Jamia Millia Islamia, an institution originally established at Aligarh in United Provinces, India in 1920 became a Central University by an act of the Indian Parliament in 1988. In Urdu language, Jamia means ‘University’, and Millia means ‘National’.
The story of its growth from a small institution in the pre-independence India to a central university located in New Delhi—offering integrated education from nursery to research in specialized areas—is a saga of dedication, conviction and vision of a people who worked against all odds and saw it growing step by step. They “built up the Jamia Millia stone by stone and sacrifice by sacrifice,” said Sarojini Naidu, the nightingale of India.
Under the colonial British rule, two dominant trends joined hands and contributed towards in the birth of Jamia. One was the anti-colonial Islamic activism and the other was the pro-independence aspiration of the politically radical section of western educated Indian Muslim intelligentsia. In the political climate of 1920, the two trends gravitated together with Mahatma Gandhi as a catalyst. The anti-colonial activism signified by the Khilafat and the pro-independence aspirations symbolised by the non-cooperation movement of the Indian National Congress helped to harness creative energies and the subsequent making of Jamia Millia Islamia. Rabindranath Tagore called it “one of the most progressive educational institutions of India”.
Responding to Gandhiji’s call to boycott all educational institutions supported or run by the colonial regime, a group of nationalist teachers and students quit Aligarh Muslim University, protesting against its pro-British inclinations. The prominent members of this movement were Maulana Mehmud Hasan, Maulana Mohamed Ali, Hakim Ajmal Khan, Dr. Mukhtar Ahmad Ansari, and Abdul Majid Khwaja.
By a Special Act of the Parliament, Jamia Millia Islamia was made a central university of India in December 1988. In the list of the Faculties, i.e. Education, Humanities & Languages, Natural Sciences, Social Sciences. Engineering & Technology, one more Faculty - Faculty of Law, was added in 1989. Many new courses and programmes at UG and PG levels have since been added.
Besides its Nine faculties, the Jamia has a number of centres of learning and research, like AJK-Mass Communication Research Centre (MCRC), Academy of International Studies etc. The Jamia is also marching ahead in the field of Information Technology (IT). It offers various undergraduate and postgraduate IT courses. Apart from this, the Jamia has a campus wide network which connects a large number of its departments and offices.
Right on the top is a star with the inscription“Allah O Akbar.” When in dark nights poor travellers have to traverse jungles and there is no one to show them the way, they chart their course with the help of stars. The star of Allah O Akbar is the guiding star of Jamia. Its eyes are fixed on this star which shows it the path in the darkling world.

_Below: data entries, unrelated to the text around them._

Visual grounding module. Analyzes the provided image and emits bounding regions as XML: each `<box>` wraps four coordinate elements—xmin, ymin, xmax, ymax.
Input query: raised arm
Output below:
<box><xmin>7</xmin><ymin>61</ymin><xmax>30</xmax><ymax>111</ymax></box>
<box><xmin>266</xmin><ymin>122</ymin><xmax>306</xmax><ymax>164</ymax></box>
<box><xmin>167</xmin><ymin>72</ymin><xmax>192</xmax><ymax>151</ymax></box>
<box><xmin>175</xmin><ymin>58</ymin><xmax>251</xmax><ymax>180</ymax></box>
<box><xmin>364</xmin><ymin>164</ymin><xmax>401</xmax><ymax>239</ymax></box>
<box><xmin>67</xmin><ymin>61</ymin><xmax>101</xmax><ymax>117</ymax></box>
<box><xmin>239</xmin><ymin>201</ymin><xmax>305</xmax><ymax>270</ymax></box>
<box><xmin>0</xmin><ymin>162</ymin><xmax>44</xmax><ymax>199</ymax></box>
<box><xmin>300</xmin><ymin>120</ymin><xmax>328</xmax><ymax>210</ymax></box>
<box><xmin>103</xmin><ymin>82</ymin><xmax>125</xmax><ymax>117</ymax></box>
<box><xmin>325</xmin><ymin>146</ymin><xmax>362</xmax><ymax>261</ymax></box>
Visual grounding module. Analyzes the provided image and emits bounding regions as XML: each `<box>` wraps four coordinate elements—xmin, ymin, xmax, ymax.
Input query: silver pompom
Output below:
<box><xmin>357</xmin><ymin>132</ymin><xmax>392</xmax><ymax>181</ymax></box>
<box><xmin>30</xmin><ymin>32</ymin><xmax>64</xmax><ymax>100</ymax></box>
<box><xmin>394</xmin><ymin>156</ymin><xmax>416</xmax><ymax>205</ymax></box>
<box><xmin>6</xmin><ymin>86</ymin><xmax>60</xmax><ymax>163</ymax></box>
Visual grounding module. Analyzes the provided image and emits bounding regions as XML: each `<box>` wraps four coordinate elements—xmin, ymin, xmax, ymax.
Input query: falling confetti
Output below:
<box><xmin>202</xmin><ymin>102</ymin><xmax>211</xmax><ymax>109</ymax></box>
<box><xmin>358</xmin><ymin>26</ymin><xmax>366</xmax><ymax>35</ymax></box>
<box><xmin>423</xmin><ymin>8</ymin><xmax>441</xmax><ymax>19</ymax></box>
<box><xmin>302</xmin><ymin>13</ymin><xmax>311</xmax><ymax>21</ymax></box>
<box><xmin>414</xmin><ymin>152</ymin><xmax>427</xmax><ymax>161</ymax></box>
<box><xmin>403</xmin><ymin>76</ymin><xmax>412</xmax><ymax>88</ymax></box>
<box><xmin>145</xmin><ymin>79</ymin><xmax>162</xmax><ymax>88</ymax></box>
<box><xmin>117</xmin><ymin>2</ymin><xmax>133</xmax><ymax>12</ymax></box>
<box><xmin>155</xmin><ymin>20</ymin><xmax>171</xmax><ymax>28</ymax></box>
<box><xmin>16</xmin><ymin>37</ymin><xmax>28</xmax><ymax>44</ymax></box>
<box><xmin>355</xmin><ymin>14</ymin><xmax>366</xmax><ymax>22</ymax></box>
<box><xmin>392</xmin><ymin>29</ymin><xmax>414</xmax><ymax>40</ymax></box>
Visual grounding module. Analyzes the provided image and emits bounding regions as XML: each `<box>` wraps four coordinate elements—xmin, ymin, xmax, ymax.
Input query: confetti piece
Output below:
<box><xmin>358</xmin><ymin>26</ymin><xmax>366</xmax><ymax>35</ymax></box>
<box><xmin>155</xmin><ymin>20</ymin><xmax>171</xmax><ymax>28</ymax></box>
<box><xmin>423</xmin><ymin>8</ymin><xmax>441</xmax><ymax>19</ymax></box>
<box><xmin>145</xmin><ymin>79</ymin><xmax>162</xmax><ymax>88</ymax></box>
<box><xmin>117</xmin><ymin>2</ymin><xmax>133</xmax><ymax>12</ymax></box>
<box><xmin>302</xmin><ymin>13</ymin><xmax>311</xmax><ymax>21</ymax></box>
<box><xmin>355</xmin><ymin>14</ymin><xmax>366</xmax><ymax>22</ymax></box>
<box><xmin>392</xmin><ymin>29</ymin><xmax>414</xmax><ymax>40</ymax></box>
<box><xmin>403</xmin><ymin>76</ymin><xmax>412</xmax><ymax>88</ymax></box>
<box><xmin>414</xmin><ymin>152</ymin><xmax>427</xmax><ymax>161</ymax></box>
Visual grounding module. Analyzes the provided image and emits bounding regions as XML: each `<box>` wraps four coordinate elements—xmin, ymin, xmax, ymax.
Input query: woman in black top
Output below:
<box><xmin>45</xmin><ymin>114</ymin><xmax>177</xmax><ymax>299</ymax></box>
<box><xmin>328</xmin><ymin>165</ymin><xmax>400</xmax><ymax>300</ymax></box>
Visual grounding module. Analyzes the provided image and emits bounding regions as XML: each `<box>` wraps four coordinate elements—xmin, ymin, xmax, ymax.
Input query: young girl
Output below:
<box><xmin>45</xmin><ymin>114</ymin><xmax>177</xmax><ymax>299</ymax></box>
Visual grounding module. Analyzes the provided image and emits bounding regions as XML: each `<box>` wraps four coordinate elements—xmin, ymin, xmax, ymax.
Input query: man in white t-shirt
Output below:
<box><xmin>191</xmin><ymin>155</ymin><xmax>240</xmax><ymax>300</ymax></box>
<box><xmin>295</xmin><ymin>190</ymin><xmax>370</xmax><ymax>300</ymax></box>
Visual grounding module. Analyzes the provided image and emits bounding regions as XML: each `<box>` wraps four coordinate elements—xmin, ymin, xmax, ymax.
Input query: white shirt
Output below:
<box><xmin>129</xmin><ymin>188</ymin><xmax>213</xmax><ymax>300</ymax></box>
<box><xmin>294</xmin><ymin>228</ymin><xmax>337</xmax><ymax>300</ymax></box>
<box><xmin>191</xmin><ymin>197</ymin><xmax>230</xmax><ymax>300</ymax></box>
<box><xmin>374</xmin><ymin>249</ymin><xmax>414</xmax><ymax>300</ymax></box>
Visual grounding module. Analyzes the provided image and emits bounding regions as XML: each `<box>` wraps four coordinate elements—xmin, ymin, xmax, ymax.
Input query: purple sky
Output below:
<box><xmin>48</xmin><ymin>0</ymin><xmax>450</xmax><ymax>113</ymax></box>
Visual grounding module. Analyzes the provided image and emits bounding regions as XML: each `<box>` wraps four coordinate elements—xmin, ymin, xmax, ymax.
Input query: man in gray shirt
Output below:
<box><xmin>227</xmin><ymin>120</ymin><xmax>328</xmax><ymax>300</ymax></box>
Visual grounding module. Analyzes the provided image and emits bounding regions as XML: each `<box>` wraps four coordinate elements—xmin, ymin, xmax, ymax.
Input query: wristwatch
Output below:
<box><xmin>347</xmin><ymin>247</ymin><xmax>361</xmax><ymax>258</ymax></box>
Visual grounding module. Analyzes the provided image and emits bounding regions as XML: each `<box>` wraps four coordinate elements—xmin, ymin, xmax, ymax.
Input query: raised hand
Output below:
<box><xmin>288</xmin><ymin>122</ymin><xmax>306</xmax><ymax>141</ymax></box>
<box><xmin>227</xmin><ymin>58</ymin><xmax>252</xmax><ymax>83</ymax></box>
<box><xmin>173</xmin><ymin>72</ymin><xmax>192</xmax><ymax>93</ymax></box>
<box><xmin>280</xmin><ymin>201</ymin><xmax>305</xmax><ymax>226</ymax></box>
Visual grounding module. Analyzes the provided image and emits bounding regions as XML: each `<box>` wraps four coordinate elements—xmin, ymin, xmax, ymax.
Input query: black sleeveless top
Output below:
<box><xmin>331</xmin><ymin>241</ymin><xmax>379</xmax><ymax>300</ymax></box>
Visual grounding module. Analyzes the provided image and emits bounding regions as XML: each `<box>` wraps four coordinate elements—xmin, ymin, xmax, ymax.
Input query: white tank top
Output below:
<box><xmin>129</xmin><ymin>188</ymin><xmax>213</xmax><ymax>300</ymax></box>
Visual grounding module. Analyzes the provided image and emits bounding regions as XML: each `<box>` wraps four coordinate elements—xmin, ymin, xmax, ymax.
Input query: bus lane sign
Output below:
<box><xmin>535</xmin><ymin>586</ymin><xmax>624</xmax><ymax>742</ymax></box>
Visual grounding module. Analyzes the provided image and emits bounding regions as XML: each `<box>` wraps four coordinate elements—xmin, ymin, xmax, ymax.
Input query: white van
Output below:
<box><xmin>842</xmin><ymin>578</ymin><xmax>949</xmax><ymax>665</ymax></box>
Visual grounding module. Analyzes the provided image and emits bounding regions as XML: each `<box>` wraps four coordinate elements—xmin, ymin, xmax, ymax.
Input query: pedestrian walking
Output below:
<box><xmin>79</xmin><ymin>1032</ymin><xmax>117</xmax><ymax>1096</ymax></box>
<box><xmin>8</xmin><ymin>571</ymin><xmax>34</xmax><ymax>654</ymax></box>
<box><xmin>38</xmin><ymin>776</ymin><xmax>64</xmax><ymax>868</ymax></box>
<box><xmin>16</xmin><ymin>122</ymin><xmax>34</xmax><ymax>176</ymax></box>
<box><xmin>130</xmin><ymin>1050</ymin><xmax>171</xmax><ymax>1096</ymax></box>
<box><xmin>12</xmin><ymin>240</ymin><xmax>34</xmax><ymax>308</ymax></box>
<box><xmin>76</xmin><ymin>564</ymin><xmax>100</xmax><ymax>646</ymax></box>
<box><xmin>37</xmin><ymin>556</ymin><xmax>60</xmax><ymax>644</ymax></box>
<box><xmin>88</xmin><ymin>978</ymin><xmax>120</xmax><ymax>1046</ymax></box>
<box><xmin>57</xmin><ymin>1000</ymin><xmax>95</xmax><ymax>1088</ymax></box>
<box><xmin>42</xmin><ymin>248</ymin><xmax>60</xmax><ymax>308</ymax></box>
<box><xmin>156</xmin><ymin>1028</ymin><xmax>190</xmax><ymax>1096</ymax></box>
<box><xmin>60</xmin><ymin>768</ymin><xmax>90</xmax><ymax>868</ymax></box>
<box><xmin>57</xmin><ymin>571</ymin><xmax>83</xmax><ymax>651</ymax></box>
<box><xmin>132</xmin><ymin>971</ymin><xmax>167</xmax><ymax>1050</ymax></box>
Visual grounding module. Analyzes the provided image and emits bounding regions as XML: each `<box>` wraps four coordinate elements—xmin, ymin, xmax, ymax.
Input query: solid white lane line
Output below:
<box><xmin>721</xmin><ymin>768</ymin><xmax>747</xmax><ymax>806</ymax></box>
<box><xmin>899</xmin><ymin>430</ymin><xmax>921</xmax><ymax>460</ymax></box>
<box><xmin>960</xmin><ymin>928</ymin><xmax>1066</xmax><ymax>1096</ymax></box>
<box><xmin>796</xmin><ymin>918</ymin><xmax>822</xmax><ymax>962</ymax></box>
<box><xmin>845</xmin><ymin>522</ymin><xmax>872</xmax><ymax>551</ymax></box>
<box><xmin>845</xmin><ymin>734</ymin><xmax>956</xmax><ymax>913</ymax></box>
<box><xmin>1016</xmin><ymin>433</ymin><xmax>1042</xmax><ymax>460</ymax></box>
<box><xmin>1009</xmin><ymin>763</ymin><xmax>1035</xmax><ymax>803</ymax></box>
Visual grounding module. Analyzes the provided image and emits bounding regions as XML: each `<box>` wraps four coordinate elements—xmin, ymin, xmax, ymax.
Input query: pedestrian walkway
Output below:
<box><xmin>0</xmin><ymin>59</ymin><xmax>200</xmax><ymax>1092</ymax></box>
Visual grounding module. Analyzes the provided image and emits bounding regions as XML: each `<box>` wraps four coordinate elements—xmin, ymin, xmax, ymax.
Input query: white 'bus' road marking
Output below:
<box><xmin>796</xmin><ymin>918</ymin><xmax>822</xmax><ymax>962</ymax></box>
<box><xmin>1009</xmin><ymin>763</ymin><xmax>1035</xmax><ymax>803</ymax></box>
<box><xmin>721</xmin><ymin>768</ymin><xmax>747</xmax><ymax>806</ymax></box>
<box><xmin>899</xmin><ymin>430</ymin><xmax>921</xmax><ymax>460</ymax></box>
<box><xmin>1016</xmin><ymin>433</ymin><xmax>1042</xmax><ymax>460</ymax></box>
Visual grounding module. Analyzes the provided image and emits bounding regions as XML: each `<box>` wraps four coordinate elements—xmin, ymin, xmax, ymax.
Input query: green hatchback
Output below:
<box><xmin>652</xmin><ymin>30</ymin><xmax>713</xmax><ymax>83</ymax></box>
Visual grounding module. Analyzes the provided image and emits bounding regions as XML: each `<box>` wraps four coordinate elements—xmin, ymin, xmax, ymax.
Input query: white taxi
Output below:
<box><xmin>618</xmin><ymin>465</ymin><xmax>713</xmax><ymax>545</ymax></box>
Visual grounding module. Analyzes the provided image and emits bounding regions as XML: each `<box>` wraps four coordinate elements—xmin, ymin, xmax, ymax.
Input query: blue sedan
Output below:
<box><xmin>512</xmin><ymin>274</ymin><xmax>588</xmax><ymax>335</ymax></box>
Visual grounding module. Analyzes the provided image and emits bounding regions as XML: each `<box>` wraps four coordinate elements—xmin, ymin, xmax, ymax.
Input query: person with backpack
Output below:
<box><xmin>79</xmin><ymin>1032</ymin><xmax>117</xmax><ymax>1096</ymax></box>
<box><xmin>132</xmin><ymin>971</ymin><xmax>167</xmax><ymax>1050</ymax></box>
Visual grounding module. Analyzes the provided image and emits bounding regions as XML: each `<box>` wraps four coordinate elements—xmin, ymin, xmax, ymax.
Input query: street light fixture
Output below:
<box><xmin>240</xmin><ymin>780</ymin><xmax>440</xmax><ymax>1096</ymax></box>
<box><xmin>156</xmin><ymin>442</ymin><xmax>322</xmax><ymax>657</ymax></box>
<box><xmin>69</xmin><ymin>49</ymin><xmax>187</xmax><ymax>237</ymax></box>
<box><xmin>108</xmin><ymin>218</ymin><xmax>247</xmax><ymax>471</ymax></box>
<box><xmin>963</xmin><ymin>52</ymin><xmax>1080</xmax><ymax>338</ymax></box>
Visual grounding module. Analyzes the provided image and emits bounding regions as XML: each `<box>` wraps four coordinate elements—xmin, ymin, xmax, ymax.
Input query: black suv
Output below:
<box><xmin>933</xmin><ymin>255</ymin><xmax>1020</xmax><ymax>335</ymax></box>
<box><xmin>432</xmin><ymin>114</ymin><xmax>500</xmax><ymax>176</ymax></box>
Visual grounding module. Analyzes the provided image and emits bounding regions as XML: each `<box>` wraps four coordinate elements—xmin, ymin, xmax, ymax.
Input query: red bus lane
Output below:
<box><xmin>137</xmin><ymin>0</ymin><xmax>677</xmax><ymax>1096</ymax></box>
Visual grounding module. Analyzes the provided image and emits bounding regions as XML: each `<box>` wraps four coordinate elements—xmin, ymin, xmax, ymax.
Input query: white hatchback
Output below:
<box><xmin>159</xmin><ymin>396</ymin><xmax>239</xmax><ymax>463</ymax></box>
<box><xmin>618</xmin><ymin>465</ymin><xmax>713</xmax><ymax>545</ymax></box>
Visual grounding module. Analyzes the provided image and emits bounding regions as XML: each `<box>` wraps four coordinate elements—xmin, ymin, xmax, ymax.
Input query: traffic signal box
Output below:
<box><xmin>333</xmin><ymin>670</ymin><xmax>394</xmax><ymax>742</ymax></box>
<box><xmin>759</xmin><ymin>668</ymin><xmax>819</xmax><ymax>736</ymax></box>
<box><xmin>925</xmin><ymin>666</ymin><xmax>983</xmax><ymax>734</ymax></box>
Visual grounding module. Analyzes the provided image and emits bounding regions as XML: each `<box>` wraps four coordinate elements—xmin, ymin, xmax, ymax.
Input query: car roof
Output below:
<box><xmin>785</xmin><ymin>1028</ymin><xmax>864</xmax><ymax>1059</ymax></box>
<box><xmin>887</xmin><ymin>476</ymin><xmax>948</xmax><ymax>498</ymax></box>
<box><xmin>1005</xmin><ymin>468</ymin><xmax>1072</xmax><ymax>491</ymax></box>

It reflects the truth that Allah is the greatest and he who bows his head before Him only, discovers the truth. Having bowed before Him, how can the head bow before anything else? Beneath this glittering star is a book with the inscription, Allammal Insaana Maalam Yalam (Taught man that which he knew not). This is the Holy Quran. Through the Holy Quran, Allah has revealed His Will to His differences of caste, class, colour; of master and slave, and became true to His tenets. This book led from darkness to light, and placed the wayward and lost on the Straight Path. The Prophet made an example of his own life. By the light of his eyes and the warmth of his heart, He prepared a group of good persons who cleaned the world of evil and spread the Word of God. On either side of the Book are two date tress typical of the land where God’s last Prophet was born. They are symbolic of the barren valley in which nothing grew; but it was there that the sapling of din took root. These trees are emblems of hope from a land in which not a leaf or flower could sprout; but wherein suddenly the springs of hidaya burst forth and drenched the “communities of the heart”.